Dad: *confused silence*
Me: “Do you understand that?”
Dad: “No, not really. Aren’t you full after a meal?”
Me: “I am, most of the time. But some days I feel hungrier than others. That’s when I go back to get another small meal or a snack, according to the meal plan I was given by my dietician. But I try to wait for a while first.”
Dad: “But where does ‘discipline’ and ‘disorder’ get mixed up? I mean does me eating a whole tub of ice cream qualify as a ‘disorder’? Or is it my lack of discipline?”
I could see his point with this last question, but it made me uncomfortable. I suddenly realized he did not see my case as a disorder at all, but perhaps just something to cover up a lack of discipline. He had not seen the battles raging in my mind, had not felt the emotional guilt during and after every meal.
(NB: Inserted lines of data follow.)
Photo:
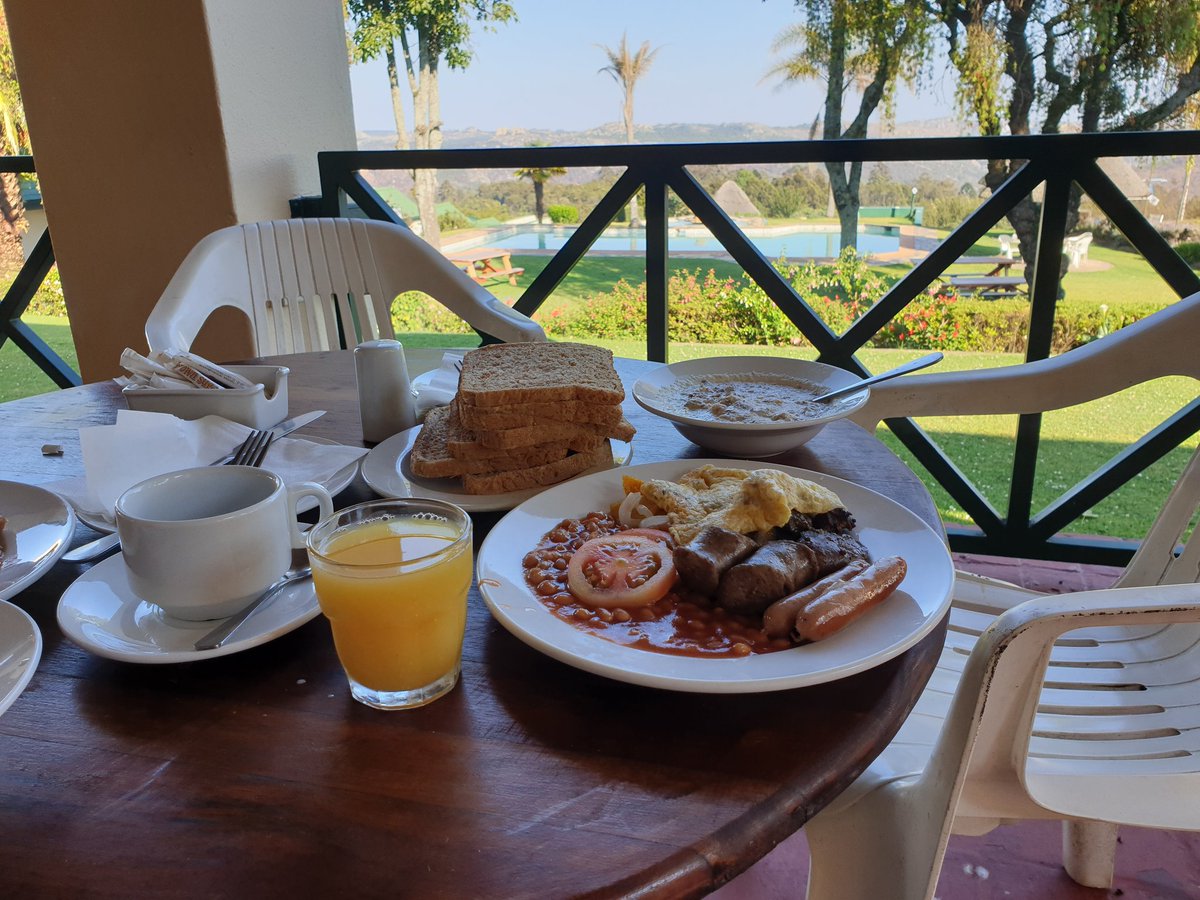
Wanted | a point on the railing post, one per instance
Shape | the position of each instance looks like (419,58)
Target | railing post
(657,268)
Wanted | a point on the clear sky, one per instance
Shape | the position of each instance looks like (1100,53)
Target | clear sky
(543,70)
Me: “I wouldn’t see that as a disorder unless you did it almost every night and felt guilty or out of control about it. If you are living in constant fear of food and fear eating all of that and feel like you can do nothing to stop yourself . . . if it holds you back from living a normal life, I feel like that would qualify as a ‘disorder.’”
Working towards that “normal” life beyond the obsession with food and researching nutrition. My friends were good influences.
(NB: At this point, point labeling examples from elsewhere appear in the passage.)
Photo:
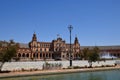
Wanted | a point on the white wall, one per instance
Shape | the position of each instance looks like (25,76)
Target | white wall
(13,66)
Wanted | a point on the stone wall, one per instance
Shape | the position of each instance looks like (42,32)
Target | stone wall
(38,65)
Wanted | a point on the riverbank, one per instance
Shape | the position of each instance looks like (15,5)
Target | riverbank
(53,72)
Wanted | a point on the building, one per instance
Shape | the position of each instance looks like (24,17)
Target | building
(55,50)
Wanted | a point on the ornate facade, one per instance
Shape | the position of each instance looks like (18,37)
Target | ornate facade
(56,50)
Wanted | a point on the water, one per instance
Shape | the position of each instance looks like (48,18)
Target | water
(99,75)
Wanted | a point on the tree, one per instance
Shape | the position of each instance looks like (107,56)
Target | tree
(85,53)
(8,53)
(93,55)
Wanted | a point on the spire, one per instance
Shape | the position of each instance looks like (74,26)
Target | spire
(34,38)
(76,40)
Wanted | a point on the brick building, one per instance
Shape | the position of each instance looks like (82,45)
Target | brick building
(55,50)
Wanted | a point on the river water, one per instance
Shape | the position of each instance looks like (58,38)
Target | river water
(98,75)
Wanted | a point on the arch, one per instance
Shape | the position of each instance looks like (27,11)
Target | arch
(27,55)
(23,55)
(19,55)
(35,55)
(40,55)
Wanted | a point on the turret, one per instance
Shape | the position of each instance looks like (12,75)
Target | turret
(34,38)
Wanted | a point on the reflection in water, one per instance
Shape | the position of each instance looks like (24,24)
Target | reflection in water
(100,75)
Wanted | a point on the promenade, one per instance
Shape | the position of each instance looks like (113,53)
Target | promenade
(54,72)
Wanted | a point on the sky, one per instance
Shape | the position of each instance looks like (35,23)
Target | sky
(95,22)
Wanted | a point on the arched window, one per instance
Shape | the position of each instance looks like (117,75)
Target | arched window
(19,55)
(27,55)
(40,55)
(23,55)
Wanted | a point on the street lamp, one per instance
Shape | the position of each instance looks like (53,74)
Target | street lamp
(70,54)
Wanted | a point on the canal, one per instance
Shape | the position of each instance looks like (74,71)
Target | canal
(97,75)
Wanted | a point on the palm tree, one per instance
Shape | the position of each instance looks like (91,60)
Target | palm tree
(93,55)
(8,53)
(85,53)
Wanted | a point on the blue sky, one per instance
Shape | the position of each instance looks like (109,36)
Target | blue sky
(95,22)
Confusion and Building Trust
My dad and I continued to talk in circles late into the night. I hadn’t ever thought it would be this difficult to explain the eating disorder to him. I had imagined that he would come away enlightened, fully understanding everything I had gone through.
It wasn’t until weeks later that I began to realize the best support I could have from my parents is that they were willing to listen, made an effort to understand through books and speaking to specialists in the area of eating disorders, and accepted that this was a disorder–that like anorexia on the opposite end of the spectrum where you cannot force someone to “just eat,” you could not force someone with binge eating disorder or bulimia to stop eating “too much.”
Despite the difficulties in understanding, I feel I have grown with one of the greatest support systems I could have ever asked for. I have spent countless hours venting, crying, and explaining my eating disorder to my mom. I repeated myself more times than I can remember, but the repetition–with someone there to listen–was essential in my recovery. I needed to speak, needed to repeat thoughts and feelings for me to come to my own realizations and make changes. If I chose to change, if I made the connections, I was much more willing to make better decisions for my body.
My loved ones listened. They allowed me to speak, encouraged me to get the confusion, loneliness, fear, and isolation out of my frantic mind.
I am my best form of myself now because of my parents and my friends.